Ella obedeció a regañadientes. El comisario descolgó el auricular.
– ¿Montalbano? ¿Qué haces? ¿No vienes? -Era Minutolo.
– ¿Para qué?
Minutolo pareció desconcertarse.
– Bueno… no sé… pensaba que te gustaría…
– Además, supongo que estaréis asediados.

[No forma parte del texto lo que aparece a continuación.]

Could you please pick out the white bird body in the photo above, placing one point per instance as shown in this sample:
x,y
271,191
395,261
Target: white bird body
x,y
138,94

– En eso tienes razón. Delante de la verja hay decenas de periodistas, fotógrafos, cámaras… He tenido que pedir refuerzos. Dentro de poco llegarán el juez y el jefe superior. Un follón.
– ¿Cómo está la chica?
– Cansada pero bien. Su tío la ha examinado y la ha encontrado en buenas condiciones físicas.
– ¿Cómo la han tratado?
– Dice que jamás han hecho un gesto violento contra ella. Al contrario.
– ¿Cuántos eran?
– Ella siempre vio a dos personas encapuchadas. Campesinos, con toda seguridad.
– ¿Cómo la han liberado?
– Dice que la despertaron en plena noche, la obligaron a ponerse una capucha, le ataron las manos a la espalda, la sacaron de su encierro y la metieron en el maletero de un automóvil. Según ella, viajaron durante más de dos horas. Después el coche se detuvo, la hicieron bajar y caminaron durante media hora. Luego le aflojaron la cuerda de las muñecas, la sentaron en el suelo y se marcharon.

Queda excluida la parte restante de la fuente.